“Indeed!” said her mother, in freezing accents—down to the temperature of the best Wenham Lake ice!—“I’m sure Mr Lorton is very good! Still, you know, Minnie,” she continued, “that I do not like you receiving presents in this way.”

“But it is only a little bird, Mrs Clyde!” I said, at last nerved up to the speaking-point. I thought she would have told me then and there to take it back; and I awaited, in fear and trembling, what she would say next.

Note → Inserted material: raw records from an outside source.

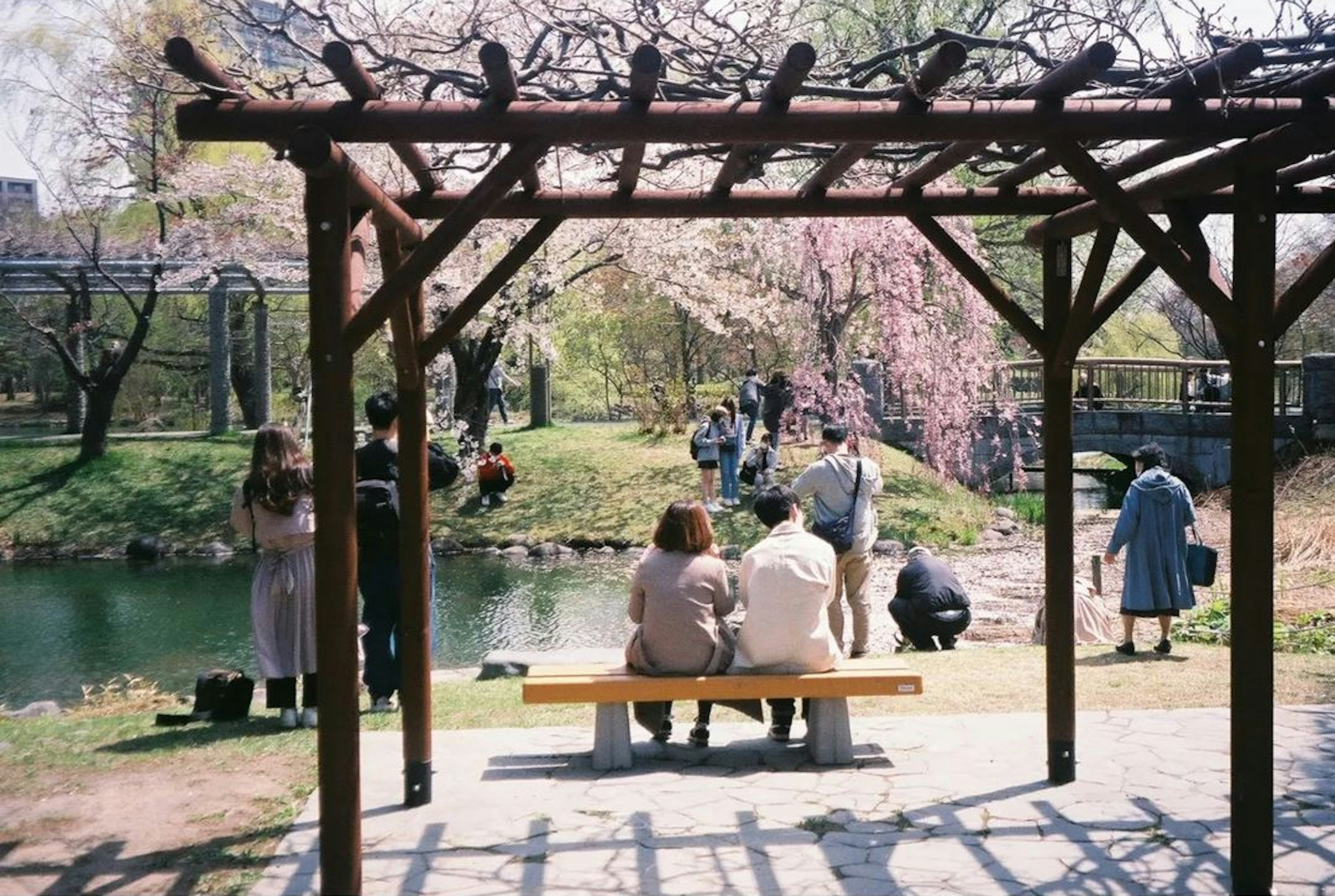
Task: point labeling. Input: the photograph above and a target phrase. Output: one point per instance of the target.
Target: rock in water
(147, 549)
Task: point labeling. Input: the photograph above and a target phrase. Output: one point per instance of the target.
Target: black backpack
(377, 513)
(221, 696)
(695, 448)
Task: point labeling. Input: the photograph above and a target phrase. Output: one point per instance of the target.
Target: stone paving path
(946, 804)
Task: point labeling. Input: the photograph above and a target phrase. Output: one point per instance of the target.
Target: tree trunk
(102, 398)
(473, 361)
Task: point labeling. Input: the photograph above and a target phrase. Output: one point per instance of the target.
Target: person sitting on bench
(787, 584)
(930, 603)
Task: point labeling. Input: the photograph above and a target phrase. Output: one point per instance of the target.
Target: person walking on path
(275, 508)
(930, 603)
(679, 599)
(838, 490)
(708, 439)
(731, 455)
(777, 398)
(378, 544)
(787, 584)
(1152, 528)
(497, 378)
(748, 400)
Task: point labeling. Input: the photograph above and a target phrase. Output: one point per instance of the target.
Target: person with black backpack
(378, 543)
(842, 485)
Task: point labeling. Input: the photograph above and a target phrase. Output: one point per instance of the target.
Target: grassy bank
(581, 481)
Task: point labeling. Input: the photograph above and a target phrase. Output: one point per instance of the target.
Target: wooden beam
(316, 154)
(489, 286)
(1271, 150)
(359, 84)
(329, 228)
(1202, 81)
(1091, 285)
(647, 66)
(569, 123)
(987, 287)
(1130, 282)
(1303, 292)
(779, 94)
(1253, 540)
(938, 202)
(504, 90)
(1059, 519)
(414, 635)
(940, 67)
(442, 241)
(1165, 252)
(1062, 81)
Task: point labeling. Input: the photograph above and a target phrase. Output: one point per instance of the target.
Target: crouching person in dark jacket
(930, 603)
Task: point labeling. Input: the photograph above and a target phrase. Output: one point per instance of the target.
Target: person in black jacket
(930, 603)
(378, 547)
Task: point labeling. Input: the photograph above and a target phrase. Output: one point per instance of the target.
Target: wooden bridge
(1120, 404)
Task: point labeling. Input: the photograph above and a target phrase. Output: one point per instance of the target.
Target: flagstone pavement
(932, 806)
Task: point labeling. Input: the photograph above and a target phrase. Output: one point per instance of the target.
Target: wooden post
(1253, 536)
(333, 424)
(1059, 513)
(219, 360)
(264, 364)
(408, 325)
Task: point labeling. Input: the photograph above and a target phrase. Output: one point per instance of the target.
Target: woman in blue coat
(1152, 527)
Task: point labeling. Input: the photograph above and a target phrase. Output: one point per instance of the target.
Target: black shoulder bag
(840, 532)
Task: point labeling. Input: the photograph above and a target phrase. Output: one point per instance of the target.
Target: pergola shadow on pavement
(1282, 121)
(950, 804)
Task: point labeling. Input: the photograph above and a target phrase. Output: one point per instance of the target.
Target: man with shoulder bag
(843, 485)
(378, 543)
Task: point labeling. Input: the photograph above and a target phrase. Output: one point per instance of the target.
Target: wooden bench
(613, 687)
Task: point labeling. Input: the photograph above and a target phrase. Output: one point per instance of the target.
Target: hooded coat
(1152, 527)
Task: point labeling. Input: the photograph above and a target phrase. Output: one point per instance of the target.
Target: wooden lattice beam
(437, 246)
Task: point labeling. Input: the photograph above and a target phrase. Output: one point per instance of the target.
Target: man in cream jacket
(787, 584)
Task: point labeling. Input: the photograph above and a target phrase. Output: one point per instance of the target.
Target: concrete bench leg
(828, 736)
(612, 738)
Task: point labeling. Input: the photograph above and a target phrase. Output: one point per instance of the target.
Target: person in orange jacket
(496, 474)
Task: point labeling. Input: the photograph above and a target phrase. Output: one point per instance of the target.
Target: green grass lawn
(577, 481)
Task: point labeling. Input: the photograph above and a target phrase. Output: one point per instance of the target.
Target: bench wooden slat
(617, 685)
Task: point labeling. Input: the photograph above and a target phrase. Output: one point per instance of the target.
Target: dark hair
(382, 409)
(775, 505)
(836, 433)
(280, 472)
(1151, 456)
(684, 528)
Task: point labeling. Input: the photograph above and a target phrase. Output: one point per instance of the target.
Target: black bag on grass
(221, 695)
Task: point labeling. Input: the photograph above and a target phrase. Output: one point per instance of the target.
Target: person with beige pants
(832, 481)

“And he’s such a little darling, mamma!” interposed Min impulsively.

Mrs Clyde could not help smiling.

“That may be quite true, my dear,” she said; “but, as you know, and as Mr Lorton is probably also aware—although he is very young to have as yet mixed much in the world”—cut number two!—“it is not quite correct for young ladies to receive presents, however trifling, from gentlemen who are, comparatively, strangers to them, and to whom they have been but barely introduced!”—cut three!

“Oh, mamma!” said Min, in an agony of maidenly shame. She coloured up to the eyes—at the dread of having done something she ought not to have done.

Her exclamation armed me to the teeth. I would have stood up in defence of my darling against a hundred mammas, all cased in society’s best satire-proof steel. I determined to “carry the war into Egypt,” and opened fire accordingly.

“Pardon me, Mrs Clyde,” said I, quite as frigidly as herself—“but the fault, if error there be on either side, lies on my shoulders. I am sure I meant no harm. I only brought the little bird as a remembrance of your daughter’s birthday, having forgotten to present it yesterday, when her other friends made their offerings.”

My speech, however, produced no impression; she quickly parried my weak thrust, returning me tierce en carte.

“But they were all old friends, Mr Lorton:—that made it quite a different thing,” she said, very coldly, although with the sweetest expression. I daresay Jael smiled very pleasantly when she drove that nail into Sisera’s temple!